Bazel Caching Explained (pt. 3): Repository Cache

Bazel Caching Explained (pt. 3): Repository Cache

Author's Note

I started to write about Bazel's local-disk cache thinking that this is gona be a relatively simple, straightforward topic without much to discuss. Oh boy am I wrong.

The good part is that I don't often have to touch or to think about this caching layer on a day to day basis, which is great! Bazel did a great job at keeping this layer relatively boring, in a good way.

However, as I wrote down the details, I started to recall about the footgun I have encountered within the past years. A lot of them are not that obvious to new users, some of them could be quite confusing, or frustrating.

Therefore, I will intentionally highlight these footgun in their dedicated sections to warn readers about them. I hope that these details will be fixed in the future, or at least there should be some guard rails surrounding them to improve User Experience for newer folks adopting Bazel.

Local Disk Cache

Not to be confused with the option --disk_cache which is considered by Bazel to be an implementation of Remote Cache.

Eh.. What is what now?

It's confusing I know! We will re-visit Disk Cache when we get to Remote Cache in the future.

Bazel's local disk cache should be a lot simpler. These are things that Bazel stores on-disk by default without any additional configurations needed.

On a high level, there are 2 main things that Bazel cache locally on-disk:

  1. Repository Cache

  2. Action Cache (AC)

Today, we will be discussing Bazel's Repository Cache.

Repository Cache

image.png

Repository is generally known in Bazel ecosystem as a short-hand for External Repository or, external dependencies. These are the packages that is often declared in your WORKSPACE file, often wrapped around using a repository rule. Repository rules define how Bazel should prepare these external dependencies during loading-and-analysis phase so that they can be consumed by usual build rules in execution phase

The 3 most primitive repository rules are:

  • local_repository is used to reference to a dependencies that is available on local machine via some directory path. The directory is used as-is by Bazel.

  • git_repository is used to reference external dependencies that is available via a remote git repository, which will be shallow cloned by Bazel to prepare it for execution phase.

  • http_archive is used to download external dependencies as archives. These can be tar gzip, zip, zstd, etc... archives that is downloaded via HTTP(S) by Bazel. Before execution phase, Bazel would unpack these archives into a directories and use them as-is.

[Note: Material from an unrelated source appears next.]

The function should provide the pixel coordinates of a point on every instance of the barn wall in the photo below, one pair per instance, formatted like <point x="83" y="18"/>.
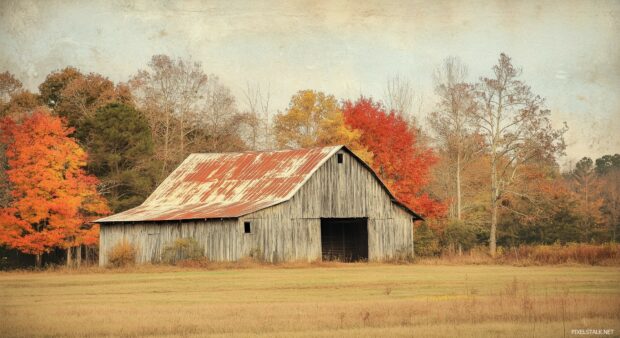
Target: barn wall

Out of the 3, http_archive is the most common, mostly thanks to our repository_cache.

In the http_archive rule, users are allowed to declare a SHA256 hash of the downloaded archive. This helps ensuring that the final content of the archive is deterministic despite it's being downloaded over the network.

Here is how it work: When Bazel download the archive, it will immediately hash using SHA256 algorithm.

  • If there was no sha256sum attribute declared in the http_archive rule, Bazel will simply print out the result SHA256 for user to copy paste it into the WORKSPACE file.

  • If there was a sha256sum attribute declared in the http_archive rule, it will validate the actual hash result against user's expected hash. In case the hash result does not match, Bazel will fail the build right away.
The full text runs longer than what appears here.